Für die letzten beiden Schritte musst du nicht allein recherchieren: Unser Kursfinder schlägt dir anhand deiner Schwerpunkte passende Studiengänge vor, und in der Studienberatung kannst du offene Fragen direkt klären. So wird aus dem Gefühl „irgendwie passt keiner so richtig“ eine nachvollziehbare Wahl.

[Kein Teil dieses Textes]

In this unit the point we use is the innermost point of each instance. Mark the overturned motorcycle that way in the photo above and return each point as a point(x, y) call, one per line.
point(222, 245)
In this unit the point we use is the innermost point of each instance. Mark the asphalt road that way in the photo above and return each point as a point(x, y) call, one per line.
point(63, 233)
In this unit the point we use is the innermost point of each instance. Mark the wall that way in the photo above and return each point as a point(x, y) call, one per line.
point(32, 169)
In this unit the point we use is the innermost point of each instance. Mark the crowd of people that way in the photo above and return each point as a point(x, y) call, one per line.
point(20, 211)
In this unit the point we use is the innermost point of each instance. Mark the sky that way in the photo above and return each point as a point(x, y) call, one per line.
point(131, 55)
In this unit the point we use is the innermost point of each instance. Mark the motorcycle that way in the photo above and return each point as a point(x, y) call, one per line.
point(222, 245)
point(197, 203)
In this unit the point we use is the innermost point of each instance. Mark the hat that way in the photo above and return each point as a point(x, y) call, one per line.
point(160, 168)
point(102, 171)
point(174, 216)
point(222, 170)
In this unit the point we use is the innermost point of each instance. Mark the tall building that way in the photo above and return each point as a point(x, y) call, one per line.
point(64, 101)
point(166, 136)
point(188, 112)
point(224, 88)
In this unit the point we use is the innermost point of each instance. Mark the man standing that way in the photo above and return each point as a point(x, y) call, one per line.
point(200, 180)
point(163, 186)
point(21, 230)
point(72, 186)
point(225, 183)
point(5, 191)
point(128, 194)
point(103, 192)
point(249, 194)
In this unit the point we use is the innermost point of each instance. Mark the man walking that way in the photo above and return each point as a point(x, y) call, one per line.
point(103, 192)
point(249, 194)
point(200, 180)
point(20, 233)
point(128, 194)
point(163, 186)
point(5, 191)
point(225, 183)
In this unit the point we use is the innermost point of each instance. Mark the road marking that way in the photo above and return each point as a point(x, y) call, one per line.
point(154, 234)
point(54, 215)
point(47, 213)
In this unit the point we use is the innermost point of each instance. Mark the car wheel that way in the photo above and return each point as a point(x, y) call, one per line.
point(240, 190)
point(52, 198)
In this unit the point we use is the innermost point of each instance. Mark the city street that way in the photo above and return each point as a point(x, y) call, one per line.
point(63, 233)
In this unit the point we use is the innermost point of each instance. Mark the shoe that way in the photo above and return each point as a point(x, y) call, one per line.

Häufige Fragen zur Auswahl eines Fernstudiums
Die Inhalte und Vertiefungen wiegen schwerer als der Bekanntheitsgrad. Ein bekannter Name auf dem Zeugnis hilft wenig, wenn dir genau die Vertiefung fehlt, die du im Beruf brauchst. Der Ruf einer Hochschule ist erst dann ein sinnvolles Kriterium, wenn zwei Programme inhaltlich gleichwertig sind.
Die Akkreditierung ist eine Grundvoraussetzung, kein Auswahlkriterium. In Deutschland prüft der Akkreditierungsrat, ob ein Studiengang bestimmte Qualitätsstandards erfüllt – das sichert die Anerkennung des Abschlusses, etwa für den öffentlichen Dienst oder ein weiterführendes Studium. Da seriöse Anbieter ihre Studiengänge akkreditieren lassen, entscheidet dieser Punkt selten zwischen zwei Programmen. Fehlt die Akkreditierung jedoch, ist das ein klares Warnsignal.
Das hängt von deinen Stärken ab, nicht von der reinen Schwierigkeit. Klausuren bündeln den Aufwand auf wenige Stichtage, verlangen aber Leistung unter Zeitdruck. Hausarbeiten verteilen die Arbeit über Wochen und belohnen kontinuierliches Schreiben statt Auswendiglernen. Wer feste Abgabetermine besser plant als Prüfungstage, ist mit einer hausarbeitenlastigen Hochschule oft entspannter unterwegs.
Ein Wechsel ist möglich, aber selten ohne Verlust. Bereits bestandene Module lassen sich oft anrechnen, wenn die Inhalte vergleichbar sind – garantiert ist das nicht. Ein Wechsel kostet in der Regel Zeit und manchmal Geld. Deshalb lohnt es sich, die vier Kriterien lieber vor der Einschreibung sauber durchzugehen, als später zu korrigieren.